Some people may find this article about the election
quite interesting and entertaining.

http://counterpunch.org/lindorff11232004.html


reader PlatoHagel said...

Major correction on assumptions made in earlier post. I think that long border and shipping to the black sea is defintiely detrimental to Russia's concerns.


On June 1, 1996, President Kuchma announced that Ukraine had completed the shipment of all the nuclear warheads on its territory to Russia. Ukraine is now nuclear-free. In late July, Ukraine announced that it had opened an ICBM Neutralization and Dismantlement Facility in Dnipropetrovsk, where it would dismantle the SS-19 ICBMs removed from silos.regards,


reader PlatoHagel said...

Just one more link for consideration



Implementing the Programs. By January 2002, the Department of Defense had obligated nearly $3 billion for CTR projects and had spent nearly $2.4 billion implementing those efforts. Early projects focused on transportation of nuclear warheads; the United States
is also helping Russia with nuclear weapons control and accounting systems at storage facilities.
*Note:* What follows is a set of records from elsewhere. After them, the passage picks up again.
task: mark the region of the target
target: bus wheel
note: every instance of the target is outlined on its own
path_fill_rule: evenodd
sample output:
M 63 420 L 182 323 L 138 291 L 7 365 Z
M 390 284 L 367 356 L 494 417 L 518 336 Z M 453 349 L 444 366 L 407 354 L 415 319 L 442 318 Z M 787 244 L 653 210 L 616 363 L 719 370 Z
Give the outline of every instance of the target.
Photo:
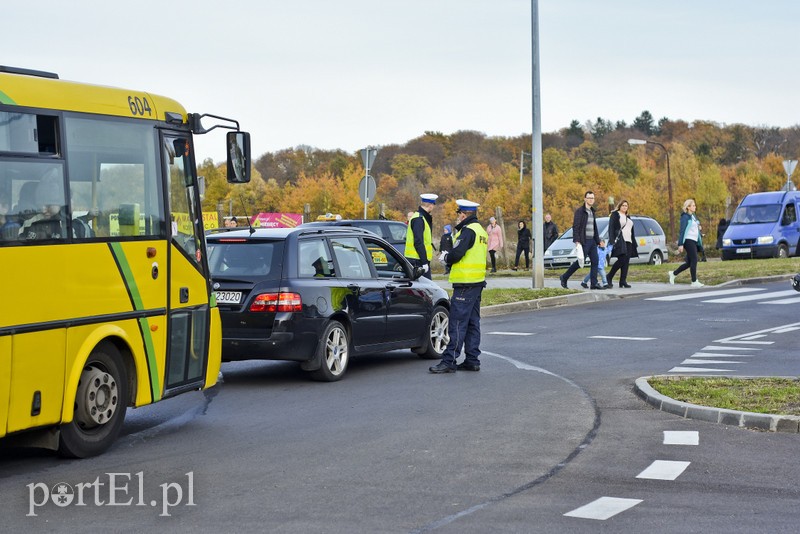
M 110 343 L 98 345 L 81 372 L 72 422 L 61 427 L 59 454 L 86 458 L 105 451 L 122 429 L 128 398 L 119 350 Z
M 331 321 L 322 334 L 317 355 L 322 361 L 322 367 L 311 371 L 311 379 L 318 382 L 335 382 L 340 380 L 350 361 L 350 340 L 347 330 L 338 321 Z
M 776 255 L 777 258 L 788 258 L 789 257 L 789 247 L 786 246 L 786 243 L 781 243 L 778 245 L 778 253 Z
M 428 324 L 428 336 L 425 338 L 425 344 L 411 350 L 425 360 L 440 359 L 450 342 L 449 324 L 450 312 L 443 306 L 436 306 Z

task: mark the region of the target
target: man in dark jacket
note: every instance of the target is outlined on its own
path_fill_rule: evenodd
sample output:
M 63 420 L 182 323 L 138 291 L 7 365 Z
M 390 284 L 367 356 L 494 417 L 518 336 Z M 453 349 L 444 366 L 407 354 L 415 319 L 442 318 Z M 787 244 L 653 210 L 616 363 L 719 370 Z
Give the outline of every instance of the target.
M 550 217 L 549 213 L 544 214 L 544 249 L 547 250 L 550 248 L 550 245 L 553 244 L 553 241 L 558 239 L 558 226 L 556 223 L 553 222 L 552 217 Z
M 600 239 L 600 232 L 597 231 L 597 218 L 594 214 L 594 192 L 587 191 L 583 195 L 583 205 L 575 210 L 575 216 L 572 218 L 572 241 L 576 245 L 583 247 L 584 257 L 588 257 L 591 262 L 591 270 L 589 272 L 590 280 L 592 281 L 592 289 L 605 289 L 603 286 L 598 286 L 597 281 L 597 247 L 606 246 L 605 242 Z M 572 274 L 583 265 L 579 265 L 577 261 L 569 266 L 567 271 L 559 278 L 561 279 L 561 287 L 567 289 L 567 280 Z

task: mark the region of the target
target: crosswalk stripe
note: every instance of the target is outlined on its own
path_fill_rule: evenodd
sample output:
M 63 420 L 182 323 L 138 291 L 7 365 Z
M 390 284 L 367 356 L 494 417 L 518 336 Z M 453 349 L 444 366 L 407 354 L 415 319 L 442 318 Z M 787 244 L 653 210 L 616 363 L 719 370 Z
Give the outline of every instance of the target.
M 662 302 L 669 302 L 674 300 L 689 300 L 689 299 L 698 299 L 698 298 L 705 298 L 705 297 L 714 297 L 719 295 L 736 295 L 740 293 L 752 293 L 755 291 L 764 291 L 763 288 L 760 287 L 739 287 L 736 289 L 717 289 L 713 291 L 700 291 L 697 293 L 682 293 L 680 295 L 666 295 L 663 297 L 652 297 L 645 300 L 660 300 Z
M 486 332 L 495 336 L 532 336 L 534 332 Z
M 789 289 L 786 291 L 771 291 L 769 293 L 759 293 L 758 295 L 741 295 L 738 297 L 726 297 L 722 299 L 704 300 L 703 302 L 709 302 L 714 304 L 733 304 L 734 302 L 747 302 L 750 300 L 763 300 L 763 299 L 785 297 L 787 295 L 795 295 L 796 293 L 797 292 L 795 290 Z
M 695 360 L 694 358 L 687 358 L 681 362 L 681 365 L 693 364 L 693 363 L 702 363 L 703 365 L 708 365 L 711 363 L 720 364 L 720 363 L 742 363 L 742 362 L 731 362 L 727 360 Z
M 798 327 L 800 328 L 800 327 Z M 714 347 L 713 345 L 706 345 L 700 350 L 761 350 L 755 347 Z M 726 354 L 727 356 L 727 354 Z
M 626 341 L 652 341 L 655 337 L 628 337 L 628 336 L 589 336 L 590 339 L 623 339 Z
M 732 373 L 733 369 L 707 369 L 704 367 L 673 367 L 668 373 Z
M 567 517 L 580 517 L 582 519 L 597 519 L 605 521 L 620 512 L 633 508 L 642 502 L 642 499 L 623 499 L 621 497 L 600 497 L 599 499 L 575 508 L 564 514 Z
M 699 445 L 697 430 L 664 430 L 664 445 Z
M 800 297 L 783 300 L 770 300 L 769 302 L 759 302 L 759 304 L 797 304 L 798 302 L 800 302 Z
M 789 328 L 781 328 L 780 330 L 773 330 L 773 334 L 785 334 L 787 332 L 794 332 L 795 330 L 800 330 L 800 326 L 790 326 Z
M 675 480 L 686 471 L 691 462 L 677 462 L 673 460 L 656 460 L 650 466 L 636 475 L 636 478 L 650 480 Z
M 720 352 L 695 352 L 691 358 L 752 358 L 755 354 L 722 354 Z

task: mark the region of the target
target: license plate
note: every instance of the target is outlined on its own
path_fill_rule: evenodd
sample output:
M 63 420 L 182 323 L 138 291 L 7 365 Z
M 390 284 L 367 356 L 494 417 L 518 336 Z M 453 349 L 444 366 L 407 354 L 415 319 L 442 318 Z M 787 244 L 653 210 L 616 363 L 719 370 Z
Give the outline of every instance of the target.
M 747 247 L 747 248 L 737 248 L 737 249 L 736 249 L 736 253 L 737 253 L 737 254 L 750 254 L 750 247 Z
M 217 304 L 239 304 L 241 291 L 216 291 Z

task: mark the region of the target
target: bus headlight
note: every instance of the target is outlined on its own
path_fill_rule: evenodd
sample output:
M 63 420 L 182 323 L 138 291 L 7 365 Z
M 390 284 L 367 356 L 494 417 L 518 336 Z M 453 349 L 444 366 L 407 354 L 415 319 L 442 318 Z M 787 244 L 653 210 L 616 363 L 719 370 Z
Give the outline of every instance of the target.
M 775 238 L 771 235 L 763 235 L 758 238 L 759 245 L 771 245 L 775 241 Z
M 729 247 L 729 246 L 731 246 L 732 244 L 733 244 L 733 241 L 731 241 L 730 239 L 723 239 L 723 240 L 722 240 L 722 246 L 723 246 L 723 247 Z

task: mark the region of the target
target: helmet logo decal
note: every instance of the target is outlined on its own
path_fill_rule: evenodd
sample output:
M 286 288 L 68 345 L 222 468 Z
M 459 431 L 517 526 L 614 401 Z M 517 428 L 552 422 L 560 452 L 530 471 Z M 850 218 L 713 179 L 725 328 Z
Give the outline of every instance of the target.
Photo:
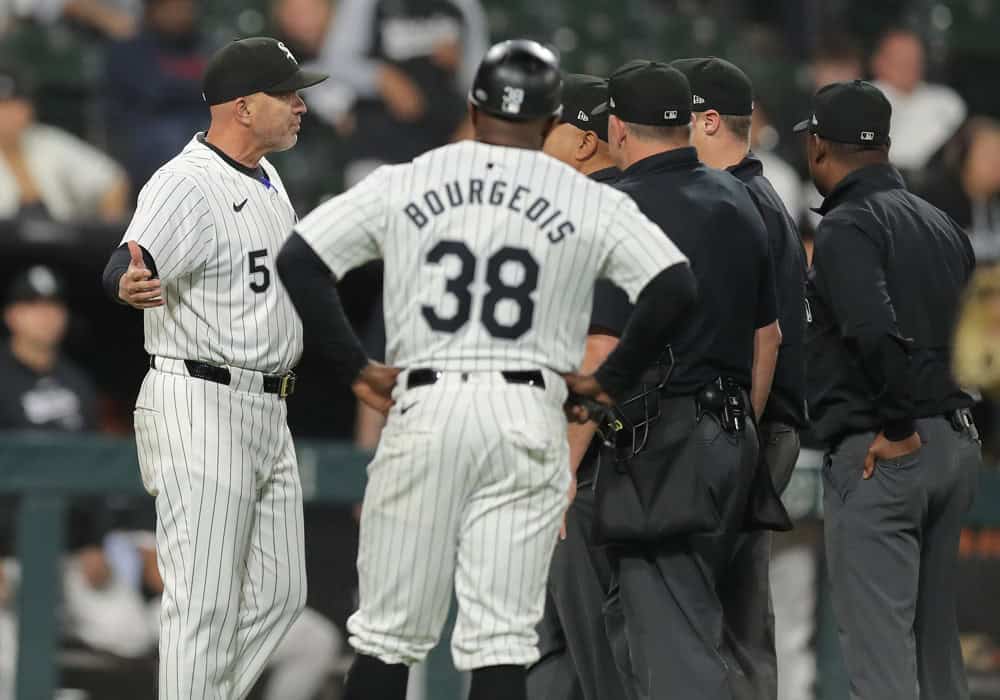
M 500 109 L 505 114 L 520 114 L 524 103 L 524 89 L 505 85 L 503 88 L 503 104 Z

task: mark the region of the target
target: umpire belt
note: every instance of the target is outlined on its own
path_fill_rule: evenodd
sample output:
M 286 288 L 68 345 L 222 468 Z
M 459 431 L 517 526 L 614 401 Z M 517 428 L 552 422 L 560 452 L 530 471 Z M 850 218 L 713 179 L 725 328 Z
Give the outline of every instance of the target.
M 150 355 L 149 366 L 169 374 L 186 374 L 206 382 L 224 384 L 238 391 L 277 394 L 283 399 L 295 393 L 295 372 L 265 374 L 240 367 L 219 367 L 198 360 L 175 360 Z
M 455 374 L 461 375 L 462 381 L 467 382 L 473 374 L 482 374 L 482 372 L 455 372 Z M 444 370 L 432 369 L 430 367 L 420 367 L 418 369 L 411 369 L 406 377 L 406 388 L 415 389 L 418 386 L 430 386 L 431 384 L 437 384 L 438 380 L 444 375 Z M 508 384 L 527 384 L 528 386 L 535 386 L 539 389 L 545 388 L 545 377 L 537 369 L 532 370 L 502 370 L 500 375 L 504 378 Z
CTR projects have also helped Belarus, Ukraine, and Kazakhstan eliminate Soviet-era strategic nuclear weapons and facilities on their territories. The two sides are also
building a storage facility at Mayak for plutonium removed from Russia’s nuclear weapons. The facility’s design has been completed and construction is underway. However delays have occurred because Russia has been unable to fund its portion of the project and the two
sides have been unable to agree on transparency measures that will ensure that materials stored in the facility are not removed and returned to nuclear weapons uses. The CTR program has funded projects that addressed a particular proliferation


reader Tania said...

I found a great blog about Ukraine
, but there are no political news! I love it!